From an end-of-2021 figure of 1.3%, already the country’s lowest on record, CBRE Research captured a further tightening across Australia’s five major markets.
That makes Australia the nation with the lowest vacancy rate, ahead of Sweden (1.1%), end-of-2021 leader Belgium (1.3%), the United Kingdom (1.6%) and Hong Kong SAR (2.3%).
The global average at the end of H1 2022 was 2.7%, with mainland Europe as a collective and the USA sitting at 2.6% and 3.1% respectively.
Sydney has Australia’s lowest vacancy rate following a further reduction from 0.4% to 0.3% over the past six months.
That is also the lowest of any major city around the globe, ahead of Los Angeles (0.5%), Gothenburg (0.9%), Seoul (1.0%) and Auckland (1.0%).
“From 6.3% at the end of 2019, Australia’s I&L vacancy rate has trended down, to its current record low of 0.8%,” Sass J-Baleh, CBRE’s Head of Industrial & Logistics Research Australia, said.
“Although vacancy rates around the globe have also fallen over the past 12 months in particular, Australia now has the lowest national vacancy rate globally, and Sydney the lowest vacancy rate of any city.
“With Australia’s highest vacancy rate in any market now just 1.4% in Brisbane, the downward movement recorded for each market reflects the current chronic undersupply.
“Australia has a relatively low share of developments that are speculative, especially compared to other major markets, so we are unlikely to see vacancy rates change significantly over the next 12 months.”

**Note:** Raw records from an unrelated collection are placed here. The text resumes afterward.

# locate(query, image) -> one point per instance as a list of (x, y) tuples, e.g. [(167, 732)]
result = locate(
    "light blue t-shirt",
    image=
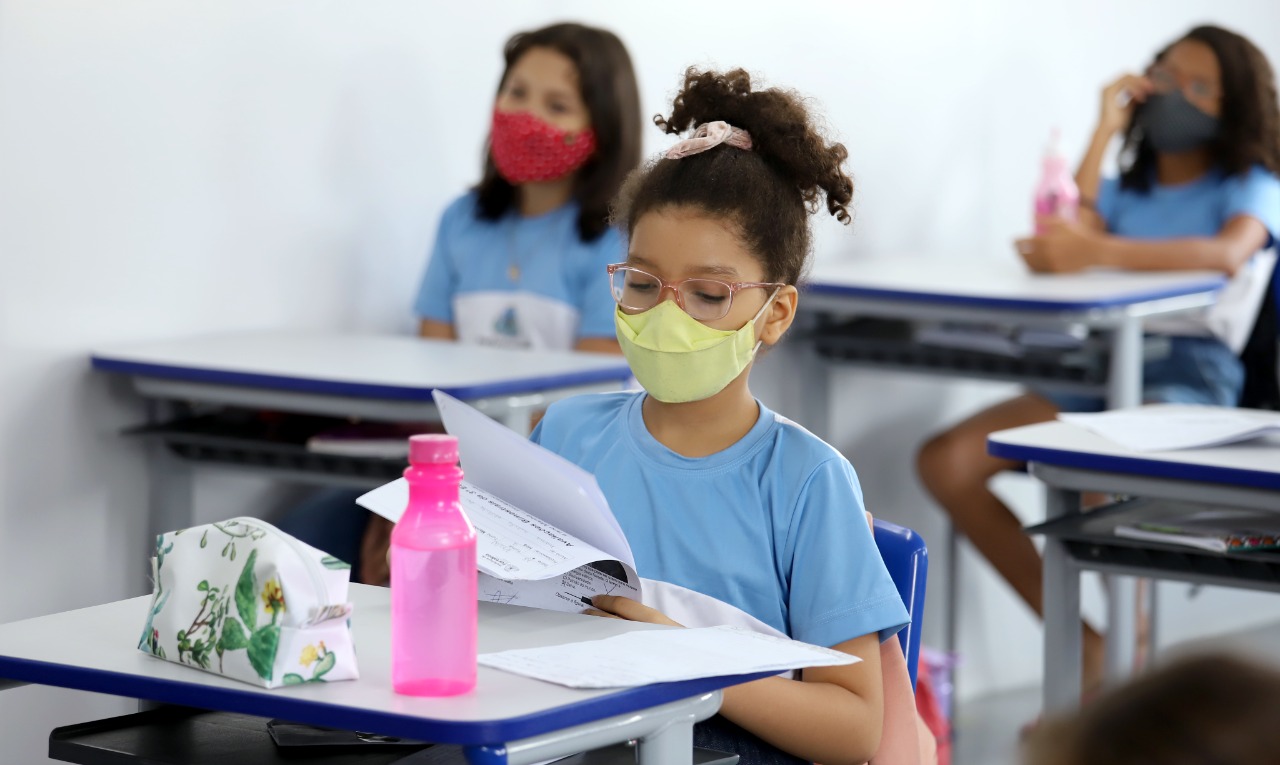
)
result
[(1201, 209), (772, 526), (1196, 209), (520, 282)]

|H2 2021 vacancy rate||H1 2022 vacancy rate|
*Based on 5,000sqm-plus NLA buildings in Sydney and Melbourne and 3,000sqm-plus NLA buildings in Brisbane, Adelaide and Perth
A dearth of opportunity is driving significant rental growth, with super prime grade rents rising a national average of 13% year-on-year to the end of June, already exceeding CBRE’s full-year forecast of 12%.

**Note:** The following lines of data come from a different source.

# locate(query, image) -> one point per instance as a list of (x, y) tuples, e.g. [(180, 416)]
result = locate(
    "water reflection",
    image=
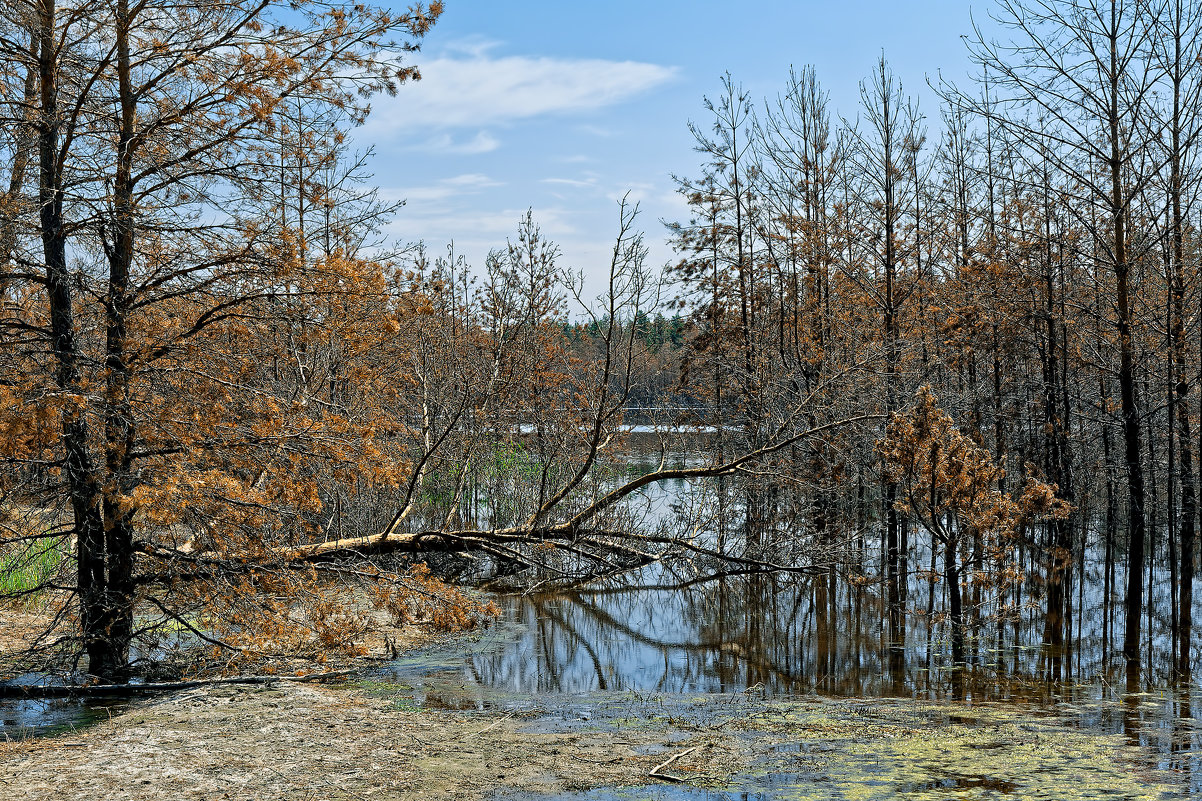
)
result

Rental growth has been most pronounced in Sydney, currently sitting at 23% year-on-year, followed by a 17% rise in Perth and 14% in Melbourne.
“The depth in demand is giving owners and developers significant choice, and only occupiers with the strongest covenants are winning the right space,” said Cameron Grier, Regional Director of CBRE Industrial & Logistics in Pacific.
“We expect demand to continue to outpace supply this year and into 2023, and we are seeing rental growth above CBRE Research forecasts.
“New buildings in the 4,000sqm-5,000sqm range in Western Sydney, for instance, have broken past the $170/sqm net barrier, which is about $30/sqm more than they were at the start of the year.”
In line with the reduction in available supply, net absorption through the first half of 2022 fell by approximately 40% against H2 2021, with the national figure 1,400,000sqm.
Most of Australia’s major markets have high pre-commitment levels on supply in the pipeline, including Sydney with 73% of the city’s incoming 875,000sqm.
“Speculative developments only account for 33% of the floorspace in Australia’s pipeline, compared with 76% in the USA, 57% in the UK, 48% in Spain and 43% in Germany,” Ms J-Baleh added.
“That means the Australian market is less susceptible to volatility and major fluctuations in supply and vacancy levels moving forward.”